The Making of a Color Animation (1937, 5 min)

Making-of du film d’animation Katsura-hime d’Ofuji Noburo, ce documentaire explique précisément et plaisamment comme réaliser un dessin animé, à l’aide de celluloïds et de beaucoup d’effets colorés, tout en apercevant une bonne partie du cartoon ainsi créé. On pense lointainement à Rabbit Rampage, un cartoon de Chuck Jones de 1955 montrant Bugs Bunny malmené par son dessinateur et faisant ainsi imaginer au public peu averti ce qui se trame sur la table à dessin avant d’assister au dessin animé terminé !

Revoir Ogino aujourd’hui

Les comparaisons faites avec d’autres films dans les descriptions ci-dessus, souvent postérieures à lui, nous amènent à comprendre qu’Ogino était à l’avant-garde des ambitions du médium cinématographique, à une époque où elles achevaient d’être définies. Ses travaux dans l’expérimental, composés d’animation de formes géométriques, témoignent d’un savoir-faire personnel et d’une inspiration créative particulièrement marquée, autant qu’un goût pour l’évolution de la technologique filmique. Par ailleurs, l’écart d’ampleur de l’intention entre les deux documentaires présents dans ce programme, est grande : alors que Ginza Shinkei se veut être une pure documentation d’un lieu et du peuple qui l’habite, de manière noble mais tout à fait classique et courante, Agar utilise et s’intéresse à un item particulier (qui découle de toute une chaîne de transformation) pour nous proposer une aventure esthétique. Le procédé artisanal décrit devient l’opportunité de nous montrer la mer, des motifs répétés (les morceaux d’agar dans leur carreau), le gel et le dégel d’une substance… L’entreprise évoque les vidéos du web montrant des matières pétries ou coupées, 100 ans avant leur propagation massive, tout en n’occultant pas l’aspect instructif et savant de la chose.
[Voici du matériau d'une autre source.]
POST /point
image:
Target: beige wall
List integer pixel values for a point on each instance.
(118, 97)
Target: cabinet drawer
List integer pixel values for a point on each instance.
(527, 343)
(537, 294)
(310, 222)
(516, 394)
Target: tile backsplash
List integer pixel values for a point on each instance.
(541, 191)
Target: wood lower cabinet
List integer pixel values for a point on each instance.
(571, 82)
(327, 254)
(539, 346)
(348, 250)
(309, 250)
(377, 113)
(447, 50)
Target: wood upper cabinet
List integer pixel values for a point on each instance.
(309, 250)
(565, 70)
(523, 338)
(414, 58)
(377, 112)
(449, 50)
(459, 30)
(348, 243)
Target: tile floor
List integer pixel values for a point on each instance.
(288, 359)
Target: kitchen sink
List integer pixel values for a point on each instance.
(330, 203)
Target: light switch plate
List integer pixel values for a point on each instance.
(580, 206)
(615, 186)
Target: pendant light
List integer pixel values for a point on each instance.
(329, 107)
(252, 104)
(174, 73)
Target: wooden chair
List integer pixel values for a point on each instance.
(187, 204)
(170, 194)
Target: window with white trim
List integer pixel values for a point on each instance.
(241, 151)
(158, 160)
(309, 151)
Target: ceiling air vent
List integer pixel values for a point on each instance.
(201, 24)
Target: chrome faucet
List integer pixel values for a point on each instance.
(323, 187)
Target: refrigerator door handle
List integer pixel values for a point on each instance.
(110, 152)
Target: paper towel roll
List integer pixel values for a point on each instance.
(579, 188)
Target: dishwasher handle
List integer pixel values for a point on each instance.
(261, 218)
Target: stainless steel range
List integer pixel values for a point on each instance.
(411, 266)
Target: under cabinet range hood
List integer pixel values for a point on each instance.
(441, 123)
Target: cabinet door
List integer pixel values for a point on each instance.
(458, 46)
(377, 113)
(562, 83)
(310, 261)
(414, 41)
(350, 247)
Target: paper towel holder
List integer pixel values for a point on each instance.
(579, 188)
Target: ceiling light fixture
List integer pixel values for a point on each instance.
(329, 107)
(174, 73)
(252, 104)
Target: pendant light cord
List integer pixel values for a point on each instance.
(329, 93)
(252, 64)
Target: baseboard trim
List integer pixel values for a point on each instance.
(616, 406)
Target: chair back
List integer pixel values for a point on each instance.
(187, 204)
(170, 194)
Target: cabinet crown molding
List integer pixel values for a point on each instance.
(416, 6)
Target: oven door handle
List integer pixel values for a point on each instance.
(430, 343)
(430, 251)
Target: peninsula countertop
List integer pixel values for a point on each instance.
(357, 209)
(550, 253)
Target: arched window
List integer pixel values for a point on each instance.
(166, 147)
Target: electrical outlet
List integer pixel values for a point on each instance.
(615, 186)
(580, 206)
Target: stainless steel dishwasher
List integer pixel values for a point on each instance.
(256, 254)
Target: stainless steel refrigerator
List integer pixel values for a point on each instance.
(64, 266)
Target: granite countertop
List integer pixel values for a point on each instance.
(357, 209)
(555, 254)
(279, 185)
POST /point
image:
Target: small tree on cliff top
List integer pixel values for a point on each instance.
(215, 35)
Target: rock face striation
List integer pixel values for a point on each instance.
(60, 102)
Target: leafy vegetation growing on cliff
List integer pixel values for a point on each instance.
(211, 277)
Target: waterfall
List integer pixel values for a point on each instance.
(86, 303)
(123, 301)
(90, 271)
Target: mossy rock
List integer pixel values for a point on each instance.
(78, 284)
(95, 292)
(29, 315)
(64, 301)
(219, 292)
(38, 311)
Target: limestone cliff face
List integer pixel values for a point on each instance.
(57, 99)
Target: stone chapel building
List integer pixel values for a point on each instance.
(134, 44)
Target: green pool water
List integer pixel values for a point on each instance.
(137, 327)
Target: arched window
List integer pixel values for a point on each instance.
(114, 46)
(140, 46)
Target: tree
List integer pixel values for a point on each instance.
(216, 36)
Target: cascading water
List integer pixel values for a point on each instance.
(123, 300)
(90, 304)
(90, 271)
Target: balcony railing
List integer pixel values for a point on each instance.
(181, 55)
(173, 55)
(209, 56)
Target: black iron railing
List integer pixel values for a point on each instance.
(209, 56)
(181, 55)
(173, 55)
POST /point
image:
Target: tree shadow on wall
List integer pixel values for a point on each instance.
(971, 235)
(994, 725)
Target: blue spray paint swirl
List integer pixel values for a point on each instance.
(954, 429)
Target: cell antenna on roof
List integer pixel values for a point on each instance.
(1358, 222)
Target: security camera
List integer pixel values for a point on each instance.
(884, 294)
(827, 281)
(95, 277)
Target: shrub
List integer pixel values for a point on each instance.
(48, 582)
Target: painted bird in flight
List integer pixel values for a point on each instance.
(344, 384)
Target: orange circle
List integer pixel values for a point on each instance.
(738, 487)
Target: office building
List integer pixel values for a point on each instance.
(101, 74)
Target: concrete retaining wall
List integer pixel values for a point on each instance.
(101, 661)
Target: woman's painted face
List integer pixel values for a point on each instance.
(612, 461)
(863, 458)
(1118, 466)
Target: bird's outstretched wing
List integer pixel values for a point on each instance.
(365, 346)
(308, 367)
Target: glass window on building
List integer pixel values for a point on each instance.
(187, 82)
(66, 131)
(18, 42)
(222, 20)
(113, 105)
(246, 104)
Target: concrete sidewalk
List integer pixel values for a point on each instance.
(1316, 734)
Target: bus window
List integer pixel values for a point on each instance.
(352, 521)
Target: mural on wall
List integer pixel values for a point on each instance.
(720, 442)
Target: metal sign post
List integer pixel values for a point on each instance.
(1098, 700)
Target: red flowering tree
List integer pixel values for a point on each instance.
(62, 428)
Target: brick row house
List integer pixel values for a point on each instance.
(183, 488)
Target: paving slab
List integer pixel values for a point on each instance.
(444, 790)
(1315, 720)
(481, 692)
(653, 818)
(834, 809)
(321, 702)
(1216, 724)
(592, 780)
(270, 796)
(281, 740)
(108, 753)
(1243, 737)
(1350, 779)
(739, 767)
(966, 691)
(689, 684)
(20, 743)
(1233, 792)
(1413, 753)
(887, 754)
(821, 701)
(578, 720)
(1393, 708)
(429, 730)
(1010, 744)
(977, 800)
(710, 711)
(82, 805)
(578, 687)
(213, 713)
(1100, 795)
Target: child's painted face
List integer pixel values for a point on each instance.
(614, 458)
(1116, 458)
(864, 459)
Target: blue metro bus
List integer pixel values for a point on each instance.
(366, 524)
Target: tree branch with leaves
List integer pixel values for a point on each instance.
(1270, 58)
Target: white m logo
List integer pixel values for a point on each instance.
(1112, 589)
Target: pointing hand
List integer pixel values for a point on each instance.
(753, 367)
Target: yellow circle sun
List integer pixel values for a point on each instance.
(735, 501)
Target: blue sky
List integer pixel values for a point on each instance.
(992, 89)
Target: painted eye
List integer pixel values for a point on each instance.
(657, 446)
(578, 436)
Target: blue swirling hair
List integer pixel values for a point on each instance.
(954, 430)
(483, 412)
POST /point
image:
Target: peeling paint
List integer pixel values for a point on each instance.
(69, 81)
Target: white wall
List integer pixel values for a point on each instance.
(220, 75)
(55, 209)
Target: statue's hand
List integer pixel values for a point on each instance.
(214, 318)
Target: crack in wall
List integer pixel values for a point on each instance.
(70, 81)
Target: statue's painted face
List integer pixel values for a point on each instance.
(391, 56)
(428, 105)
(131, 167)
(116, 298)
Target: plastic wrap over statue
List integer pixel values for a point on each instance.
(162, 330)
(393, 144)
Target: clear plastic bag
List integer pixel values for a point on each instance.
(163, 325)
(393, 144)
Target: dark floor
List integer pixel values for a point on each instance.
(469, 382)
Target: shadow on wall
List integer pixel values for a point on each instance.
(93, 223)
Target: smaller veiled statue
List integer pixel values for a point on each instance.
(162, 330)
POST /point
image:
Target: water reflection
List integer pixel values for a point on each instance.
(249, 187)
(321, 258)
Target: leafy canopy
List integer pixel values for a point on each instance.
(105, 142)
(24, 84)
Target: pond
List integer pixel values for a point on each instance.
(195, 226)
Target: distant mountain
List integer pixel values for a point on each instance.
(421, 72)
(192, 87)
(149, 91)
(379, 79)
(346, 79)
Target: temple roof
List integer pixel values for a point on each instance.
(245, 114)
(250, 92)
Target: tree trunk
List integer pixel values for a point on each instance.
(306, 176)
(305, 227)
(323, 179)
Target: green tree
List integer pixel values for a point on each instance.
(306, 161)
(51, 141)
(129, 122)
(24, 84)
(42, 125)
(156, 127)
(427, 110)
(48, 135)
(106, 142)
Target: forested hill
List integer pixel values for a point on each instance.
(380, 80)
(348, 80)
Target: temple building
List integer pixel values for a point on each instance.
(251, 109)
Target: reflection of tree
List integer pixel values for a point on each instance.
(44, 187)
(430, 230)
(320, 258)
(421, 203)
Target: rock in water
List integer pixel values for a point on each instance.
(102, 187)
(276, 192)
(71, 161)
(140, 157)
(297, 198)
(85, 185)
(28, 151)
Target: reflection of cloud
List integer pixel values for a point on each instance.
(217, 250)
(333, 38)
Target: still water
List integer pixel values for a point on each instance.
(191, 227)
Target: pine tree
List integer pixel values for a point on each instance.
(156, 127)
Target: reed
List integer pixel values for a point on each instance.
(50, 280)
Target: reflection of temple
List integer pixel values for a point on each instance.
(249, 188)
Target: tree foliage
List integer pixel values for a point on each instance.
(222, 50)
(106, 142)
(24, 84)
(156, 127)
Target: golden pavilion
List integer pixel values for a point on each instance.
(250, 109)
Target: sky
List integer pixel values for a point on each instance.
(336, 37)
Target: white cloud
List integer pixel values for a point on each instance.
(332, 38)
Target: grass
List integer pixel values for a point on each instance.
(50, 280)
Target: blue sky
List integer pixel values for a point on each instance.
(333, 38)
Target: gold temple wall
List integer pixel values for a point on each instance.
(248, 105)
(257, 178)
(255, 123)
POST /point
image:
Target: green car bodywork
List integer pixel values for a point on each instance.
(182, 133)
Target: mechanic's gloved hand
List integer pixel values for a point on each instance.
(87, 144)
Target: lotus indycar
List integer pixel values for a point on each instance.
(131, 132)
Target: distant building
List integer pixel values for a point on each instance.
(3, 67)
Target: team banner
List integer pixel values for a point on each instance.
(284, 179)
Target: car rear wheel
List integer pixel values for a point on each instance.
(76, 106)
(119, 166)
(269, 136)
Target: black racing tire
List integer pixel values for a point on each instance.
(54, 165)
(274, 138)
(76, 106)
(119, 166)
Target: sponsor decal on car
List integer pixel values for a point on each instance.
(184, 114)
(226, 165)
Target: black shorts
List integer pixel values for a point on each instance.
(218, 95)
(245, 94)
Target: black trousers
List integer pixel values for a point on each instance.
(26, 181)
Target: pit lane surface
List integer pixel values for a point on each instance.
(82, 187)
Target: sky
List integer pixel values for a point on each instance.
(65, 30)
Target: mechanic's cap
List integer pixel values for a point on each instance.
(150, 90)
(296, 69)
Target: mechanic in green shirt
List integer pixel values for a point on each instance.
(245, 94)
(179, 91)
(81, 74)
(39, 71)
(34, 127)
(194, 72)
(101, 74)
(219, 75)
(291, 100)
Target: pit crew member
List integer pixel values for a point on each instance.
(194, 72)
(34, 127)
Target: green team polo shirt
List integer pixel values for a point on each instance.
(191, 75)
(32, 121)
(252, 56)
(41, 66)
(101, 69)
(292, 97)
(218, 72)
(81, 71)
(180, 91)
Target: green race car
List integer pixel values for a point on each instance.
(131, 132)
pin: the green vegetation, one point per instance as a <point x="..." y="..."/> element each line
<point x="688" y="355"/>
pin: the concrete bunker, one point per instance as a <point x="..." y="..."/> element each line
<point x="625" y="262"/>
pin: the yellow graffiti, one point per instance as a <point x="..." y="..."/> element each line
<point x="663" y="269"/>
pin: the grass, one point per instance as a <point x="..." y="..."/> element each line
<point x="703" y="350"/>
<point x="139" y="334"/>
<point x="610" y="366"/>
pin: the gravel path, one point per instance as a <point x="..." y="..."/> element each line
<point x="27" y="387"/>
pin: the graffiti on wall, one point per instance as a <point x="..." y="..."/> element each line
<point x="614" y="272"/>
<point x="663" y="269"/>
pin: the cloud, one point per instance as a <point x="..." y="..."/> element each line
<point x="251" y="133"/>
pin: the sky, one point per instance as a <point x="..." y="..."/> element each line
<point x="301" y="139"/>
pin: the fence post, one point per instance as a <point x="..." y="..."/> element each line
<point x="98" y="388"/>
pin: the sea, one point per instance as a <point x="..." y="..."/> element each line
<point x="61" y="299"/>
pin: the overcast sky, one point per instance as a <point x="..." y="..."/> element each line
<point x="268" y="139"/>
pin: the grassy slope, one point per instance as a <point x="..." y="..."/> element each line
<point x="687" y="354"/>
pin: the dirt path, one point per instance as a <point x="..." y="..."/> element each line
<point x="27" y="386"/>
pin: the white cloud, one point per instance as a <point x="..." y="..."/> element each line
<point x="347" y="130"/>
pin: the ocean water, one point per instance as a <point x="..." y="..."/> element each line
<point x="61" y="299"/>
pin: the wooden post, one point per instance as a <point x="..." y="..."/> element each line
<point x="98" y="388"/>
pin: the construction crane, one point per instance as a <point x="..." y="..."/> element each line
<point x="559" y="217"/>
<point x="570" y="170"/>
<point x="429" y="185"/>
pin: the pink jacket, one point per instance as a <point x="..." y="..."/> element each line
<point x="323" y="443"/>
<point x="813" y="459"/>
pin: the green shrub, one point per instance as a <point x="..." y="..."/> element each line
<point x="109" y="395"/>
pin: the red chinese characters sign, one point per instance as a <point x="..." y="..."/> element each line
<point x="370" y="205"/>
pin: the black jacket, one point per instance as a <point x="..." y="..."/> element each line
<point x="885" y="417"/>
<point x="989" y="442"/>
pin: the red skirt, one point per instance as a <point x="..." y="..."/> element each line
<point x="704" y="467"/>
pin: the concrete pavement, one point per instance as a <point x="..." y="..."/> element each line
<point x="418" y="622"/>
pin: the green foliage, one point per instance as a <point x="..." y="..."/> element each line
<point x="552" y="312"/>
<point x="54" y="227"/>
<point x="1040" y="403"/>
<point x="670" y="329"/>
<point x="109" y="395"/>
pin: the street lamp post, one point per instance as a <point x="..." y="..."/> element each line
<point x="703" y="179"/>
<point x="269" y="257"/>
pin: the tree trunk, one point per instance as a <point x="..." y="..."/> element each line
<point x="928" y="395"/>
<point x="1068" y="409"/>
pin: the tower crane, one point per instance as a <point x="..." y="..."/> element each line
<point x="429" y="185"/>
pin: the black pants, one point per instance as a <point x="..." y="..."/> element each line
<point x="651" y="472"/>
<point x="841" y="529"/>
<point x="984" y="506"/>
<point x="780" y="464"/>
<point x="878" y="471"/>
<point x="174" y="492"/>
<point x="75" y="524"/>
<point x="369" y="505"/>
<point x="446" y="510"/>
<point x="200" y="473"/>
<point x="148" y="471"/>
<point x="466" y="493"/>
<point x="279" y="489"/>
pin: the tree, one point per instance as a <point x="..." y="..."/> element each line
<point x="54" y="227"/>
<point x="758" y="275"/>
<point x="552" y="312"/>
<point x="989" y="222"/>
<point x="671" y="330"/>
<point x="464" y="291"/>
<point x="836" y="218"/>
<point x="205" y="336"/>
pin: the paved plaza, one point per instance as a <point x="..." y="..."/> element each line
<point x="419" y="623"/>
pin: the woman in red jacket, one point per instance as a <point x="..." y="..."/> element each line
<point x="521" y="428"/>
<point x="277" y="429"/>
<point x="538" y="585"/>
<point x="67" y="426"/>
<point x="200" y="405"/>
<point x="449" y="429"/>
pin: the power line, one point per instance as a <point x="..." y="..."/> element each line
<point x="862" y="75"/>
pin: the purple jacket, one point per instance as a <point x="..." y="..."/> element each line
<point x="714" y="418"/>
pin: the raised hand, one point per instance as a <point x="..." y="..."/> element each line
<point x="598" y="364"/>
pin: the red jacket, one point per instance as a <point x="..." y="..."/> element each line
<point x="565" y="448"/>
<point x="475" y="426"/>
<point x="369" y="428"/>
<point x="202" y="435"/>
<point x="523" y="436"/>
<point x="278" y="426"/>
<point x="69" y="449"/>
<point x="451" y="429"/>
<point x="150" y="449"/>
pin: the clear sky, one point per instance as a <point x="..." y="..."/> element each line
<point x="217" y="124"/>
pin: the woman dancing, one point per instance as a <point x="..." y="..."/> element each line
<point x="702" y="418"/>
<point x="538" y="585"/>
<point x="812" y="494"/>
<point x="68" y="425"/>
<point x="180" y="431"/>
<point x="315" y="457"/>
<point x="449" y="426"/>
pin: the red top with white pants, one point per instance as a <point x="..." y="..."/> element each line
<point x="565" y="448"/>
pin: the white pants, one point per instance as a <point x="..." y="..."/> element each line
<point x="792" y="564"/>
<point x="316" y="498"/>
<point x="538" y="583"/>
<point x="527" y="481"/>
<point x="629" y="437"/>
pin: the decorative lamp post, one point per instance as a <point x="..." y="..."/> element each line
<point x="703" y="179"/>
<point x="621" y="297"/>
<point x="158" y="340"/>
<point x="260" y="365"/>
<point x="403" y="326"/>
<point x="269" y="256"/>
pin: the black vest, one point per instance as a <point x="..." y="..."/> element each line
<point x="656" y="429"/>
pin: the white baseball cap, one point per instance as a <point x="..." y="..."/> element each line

Les fictions, quant à elles, sont extrêmement variées en termes d’intrigues et de style et leur étude dans le cadre de la filmographie d’Ogino permet d’imaginer, une nouvelle fois, la taille de la dimension créative de leur auteur. En profitant de son matériel réduit et du choix du court-métrage, Ogino a pu s’investir dans de nombreux essais, en faisant apparaître une grande généralisation d’artiste. Pendant que Detective Felix peut faire office d’exemple à la jeunesse, qu’avec une caméra, on peut filmer ses propres jouer et composer une histoire à présenter à un public, A Day after a Hundred Year déploie la puissance d’un artiste qui a compris son époque et capturé de nombreux artefacts à digérer pour créer – l’imagerie de science-fiction en premier lieu. Notons qu’A Day after a Hundred Year prédit non seulement un contexte de guerre en 1942, 10 ans auparavant, mais décrit des éléments de technologies qui semblent, à la vue de ce qu’il existait dans la fiction des années 1920, extrêmement avant-gardistes et faisant arborer à Ogino une acuité conséquente sur le présent et l’anticipation de l’avenir.

L’œuvre d’Ogino Shigeji est une belle redécouverte, qui semble aussi importante dans l’étude du cinéma indépendant que dans la grande histoire de l’animation japonaise.

Maxime Bauer

9 courts-métrages d’Ogino Shigeji. Projeté à la Fondation Jérôme Seydoux-Pathé dans le cadre de la carte blanche proposée au NFAJ.